Academe rallies to offer help

September 9, 2005

Universities in the US South have in effect ceased to function in the wake of Hurricane Katrina. Up to 100,000 students have been displaced, and many have dispersed to seek places at other schools for at least the autumn semester.

More than 30 universities and colleges in the region have been heavily damaged and are without power, telephones, web access or even mobile phone services.

"It is surreal and unfathomable," Scott Cowen, president of Tulane University, a private New Orleans institution, who has stayed on campus wrote in a message on Tulane's website.

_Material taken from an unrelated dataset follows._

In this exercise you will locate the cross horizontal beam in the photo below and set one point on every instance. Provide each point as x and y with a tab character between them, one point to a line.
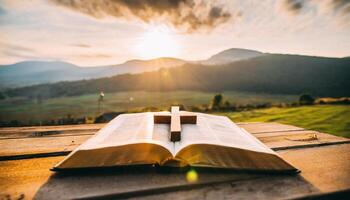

Students are enrolling in schools across North America, and universities as far north as Chicago are letting them to audit courses and promising to enrol them for credit at no charge if their home schools do not reopen by the semester's end. Montreal's McGill University has already enrolled at least two Tulane students.

University leaders appealed to institutions outside the region to admit students on a provisional basis only to avoid harming longer term financial recovery.

The Department of Education is allowing students with loans to defer payments without penalty and urging universities to ensure students qualify for federal aid.

Although the affected universities will not reopen for the autumn semester, many plan to make use of new technologies to deliver classes electronically.

David Ward, president of the American Council on Education, said: "Despite the scope of this challenge, I know that the creative energy of more than 3,000 US colleges and universities will be brought to bear to help our Gulf Coast institutions rebuild."

Some 400 Tulane students were taken to Jackson State University in neighbouring Mississippi, only to be moved again when Jackson State's power failed. A spokesman for the Mississippi Community College system said it could be six weeks before power was restored.